Our study has the following strengths. First, the sample size is large enough to jointly evaluate the impact of migraine on the development of POAG, with the effect of other variables including age, sex, smoking or drinking habits, socioeconomic status, and comorbid diseases. In addition, we aimed to establish a temporal and causal relationship between migraine and POAG onset using this longitudinal database by excluding those previously diagnosed with POAG before or within one year after the index year. Secondly, we only included those with medically diagnosed migraine and POAG rather than self-questionnaires, thereby increasing the validity of the study subjects. Thirdly, although confined to Koreans, the study population of the present study well represents the actual population composition of the entire country, given that it is an obligation to join the KNHIS for all individuals in South Korea.
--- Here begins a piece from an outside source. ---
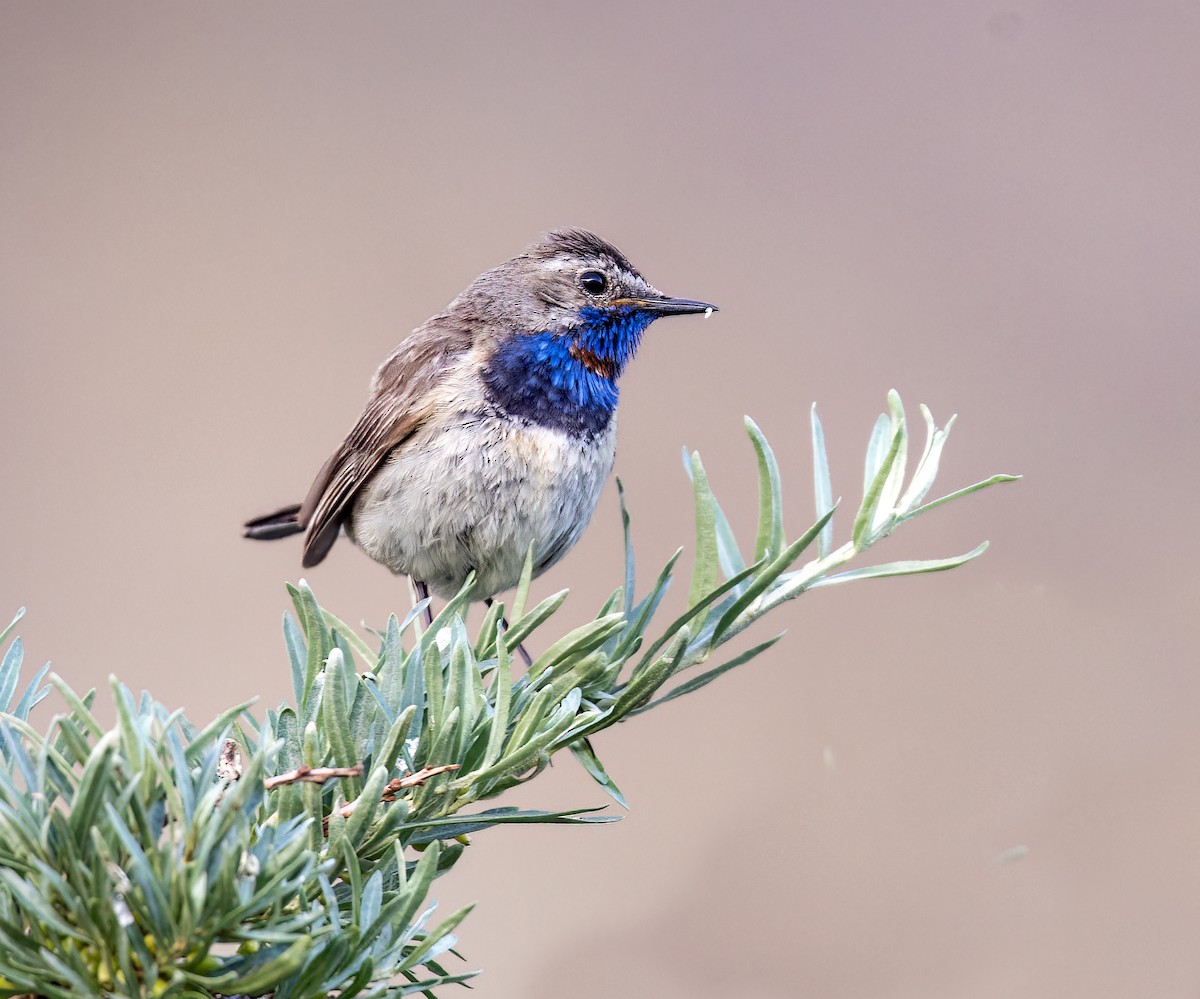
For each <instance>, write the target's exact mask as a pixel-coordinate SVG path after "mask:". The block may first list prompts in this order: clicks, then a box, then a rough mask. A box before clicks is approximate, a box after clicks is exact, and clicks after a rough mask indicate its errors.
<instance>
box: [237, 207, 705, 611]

Our study also has some limitations. All data were collected from KHED and NHID, which originally were not established with the sole intention of being used for research purpose which might have led to some limitations. First, people with undiagnosed glaucoma were not included in our estimates of glaucoma prevalence, which may have resulted in an underestimated prevalence. Second, national claims data do not always match hospital chart records. It has been shown that national claims data and hospital records only have a 70–80% concordance rate [40]. We attempted to mitigate this by including only those with at least three visits under the diagnosis of glaucoma, but this may have affected our results. Third, we haven’t excluded or controlled for different classes of antihypertensive medication which can be associated with glaucoma development or progression. Some studies found that antihypertensive drugs seem to reduce the risk of developing glaucoma [41]. On the other hand, others found that antihypertensive medication compromises optic nerve head blood flow which may lead to a higher risk of glaucomatous progression [42, 43]. Finally, the degree of migraine can vary depending on the medication, however, we have not included the effect of migraine medication on chronicity and severity of migraine in the subanalysis. Also, the clinical information about glaucoma medication, glaucomatous optic neuropathy and visual field defects were unavailable and measurement and adjustment for factors a priori known to be associated with the POAG, such as intraocular pressure, might strengthen the importance of our findings.

Conclusion

In conclusion, our study suggests that presence and severity of migraine are both associated with increased risk of subsequent development of POAG. We found that the hazard of POAG development was 1.19 times greater in subjects with migraine compared to those without after adjusting for age, sex, lifestyle factors, and comorbidities. Furthermore, we also found that subjects with chronic and severe migraine showed 1.29 times greater hazard of POAG development. It is recommended that neurologists refer migraineurs for glaucoma assessment, especially when migraine is chronic and severe.